Adnan Abdo est issu du peuple afar, un peuple fier, pilier fondateur de la nation djiboutienne, mais marginalisé par le pouvoir en place depuis 48 ans .
Sous la présidence d’Ismaïl Omar Guelleh, les Afars ont été exclus de l’administration, de l’armée et des postes de décision.
Ironie tragique : un ministre afar à la Défense dans une armée où les Afars sont presque absents, et un président afar de l’Assemblée nationale qui cautionne la modification de la Constitution et le sixième mandat d’un régime qui a pourtant marginalisé son propre peuple.
La façade de la représentation, PM, président de l’AN masque une réalité d’exclusion dans l’administration et les forces de sécurité .

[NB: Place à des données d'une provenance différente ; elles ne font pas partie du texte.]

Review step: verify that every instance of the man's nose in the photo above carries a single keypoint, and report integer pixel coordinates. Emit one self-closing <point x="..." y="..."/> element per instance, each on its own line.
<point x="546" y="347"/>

À titre personnel, j’ai eu des désaccords avec Aden Abdo et quitté son parti, l’ARD.
Mais aujourd’hui, à la veille de 2026, je choisis de regarder plus loin que les querelles passées.
Car le véritable enjeu, c’est la justice, la dignité et la liberté de tous les Djiboutiens.
Le peuple afar — comme toutes les composantes de la nation djiboutienne — mérite enfin sa place entière dans notre pays.
Et cette place, elle ne se mendie pas : elle se conquiert, pacifiquement, mais résolument.